System Automation Through Integration

I have the pleasure of working with dozens of engineers every month from companies all over North America. No matter the type of business they work for I have found they all have one thing in common – they’re all trying to maintain larger and more complex networks with a smaller team of staff.

Network management systems strive to automate the user experience, from the implementation of complex scheduling systems to the use of heuristics engines to assist with event handling. The one piece that is often missing is the maintenance of the monitoring solution itself. Recently Opmantek had the opportunity to address this issue head-on. What we did, how it works, and the results we achieved are the subject of this article.

Like many North American businesses, our client, a large multinational corporation, had grown over the years through several mergers and acquisitions. Their infrastructure management consisted of several disparate platforms from more than a dozen vendors.

Our implementation services include a series of up-front workshops designed to elicit information and feedback from all levels; engineer to upper management. When we conducted these investigative meetings we discovered many challenges and pain points specifically to our client’s business. We also learned that they had Service Now – a configuration management database (CMDB) – that was being used as the company’s single source of truth for all equipment inventory. This gave us an idea…

Service Now, like most modern CMDB systems, includes a very robust application programming interface (API). Using this API we were easily able to create an integration which would pull a list of active devices, compare them to the devices currently being monitored, and reconcile the list by adding new devices, updating existing devices, and even retiring devices from monitoring when they were marked as out of service.

Our architectural solution for this client included a series of geographically diverse polling engines all rolling-up to a series of redundant primary servers. Each layer offering multiple methods of redundancy and failover. Our integration with Service Now accounted for this, automating the assignment of devices to polling engines geographically, even supporting devices with different service levels; some need 1 or 2 assigned polling engines.

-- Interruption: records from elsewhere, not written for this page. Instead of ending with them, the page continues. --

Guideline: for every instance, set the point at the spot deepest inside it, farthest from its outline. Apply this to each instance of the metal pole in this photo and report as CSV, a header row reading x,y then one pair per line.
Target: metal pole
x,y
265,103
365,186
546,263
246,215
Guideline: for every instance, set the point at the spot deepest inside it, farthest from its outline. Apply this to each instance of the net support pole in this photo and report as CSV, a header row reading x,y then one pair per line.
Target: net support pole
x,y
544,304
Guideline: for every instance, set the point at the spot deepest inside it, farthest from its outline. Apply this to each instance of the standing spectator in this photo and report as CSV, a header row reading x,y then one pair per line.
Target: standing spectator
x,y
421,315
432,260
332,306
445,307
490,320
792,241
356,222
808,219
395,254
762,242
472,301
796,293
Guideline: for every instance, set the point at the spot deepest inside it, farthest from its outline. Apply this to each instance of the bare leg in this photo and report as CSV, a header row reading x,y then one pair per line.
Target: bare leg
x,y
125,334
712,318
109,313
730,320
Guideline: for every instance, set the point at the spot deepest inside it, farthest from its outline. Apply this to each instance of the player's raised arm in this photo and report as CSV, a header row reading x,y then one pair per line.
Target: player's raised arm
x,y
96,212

To further enhance the system, we also automated the assignment of devices to opConfig, our Configuration and Compliance Management solution and opEvents, our intelligent event management system which provides event correlation, deduplication, and action automation. These solutions were then complemented by the addition of opTrend, which expands on Opmantek’s already expansive thresholding and alerting system by implementing a highly flexible Statistical Exception Detection System (SEDS), Igor Trubin’s methodology, that learns what’s normal behavior on the client’s network and adjusts thresholding dynamically based on historical usage for every hour of each day of the week.

Our Phase 1 implementation focused on network devices and have allowed the client to consolidate their monitoring platform to a single Opmantek based solution, decommissioning several other systems. In our next Phase, we will be automating the monitoring of their expansive server network. This effort will continue to leverage the information in Service Now; allowing us to monitor services and applications, generate synthetic transactions to exercise each application tier, and continue to expand their view across the enterprise through a single pane of glass.
The last piece of this puzzle was the addition of Service Assurance and Monitoring. This provides an additional layer of support through monthly server checks, software upgrades, and 24/7 monitoring of the monitoring solution. With these solutions in place the client needn’t worry that they will miss an event because their monitoring solution wasn’t up-to-date or worse, wasn’t functioning as designed.

In all, Opmantek’s integrated solution has now removed the maintenance needed to maintain most network monitoring systems, ensured all devices are properly monitored to the correct SLA and delivered an enterprise-class solution through a single pane of glass.